UKArchive ID: 36681The Dogwood Tree by harry
Originally published on July 1, 2016 in Fiction

What tea and cookies can't conceal.

The Dogwood Tree

Harry Buschman

“I wish you’d show a little more enthusiasm Marcie. You’re playing the Saint-Saens fourth at Tanglewood in two weeks. Why don’t you practice a little?”

“I know it Ma. I know it backwards and forwards. I know it better than the conductor knows it.”

“It’s not good to take that attitude into the concert hall, Marcie.”

Marcie stood up stiffly and stretched. She walked to the window and looked out at the dogwood flowering on the front lawn. “It’s no good Ma. It would have been good ten years ago, but I’m twenty-six years old now – I’m not a prodigy any more.

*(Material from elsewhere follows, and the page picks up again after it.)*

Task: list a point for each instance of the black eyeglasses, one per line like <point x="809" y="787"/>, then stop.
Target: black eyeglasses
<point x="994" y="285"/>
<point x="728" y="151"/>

There will be a half a dozen girls younger than me. Each of them is as good or better than me.”

“How about I make us a cup of tea?”

“Good idea Mom, tea’s the answer to everything.”

Marcie’s mother put her sewing down and walked to the kitchen. It felt good to be doing something. Yes, tea would be just the thing. Marcie would play the Saint-Saens this afternoon after a nice cup of tea. Her enthusiasm would be revived. She’ll be rarin’ to go in two weeks – she’ll give the performance of her young life. She could see the headlines materialize in the steam from the spout on the teapot … “Local girl creates sensation at Tanglewood! Maestro Goldsmith praises “performance of the season!”

She wondered a little if maybe she was driving Marcie a little too hard lately, but she quickly put it out of her mind. In the end Marcie would thank her for it. “Ma, if it hadn’t been for you I’d have given up long ago … you were the reason I won … you.”

She walked back into the living room with the tea and the cookies she had made last night. Marcie was sitll standing at the window looking out at the dogwood tree.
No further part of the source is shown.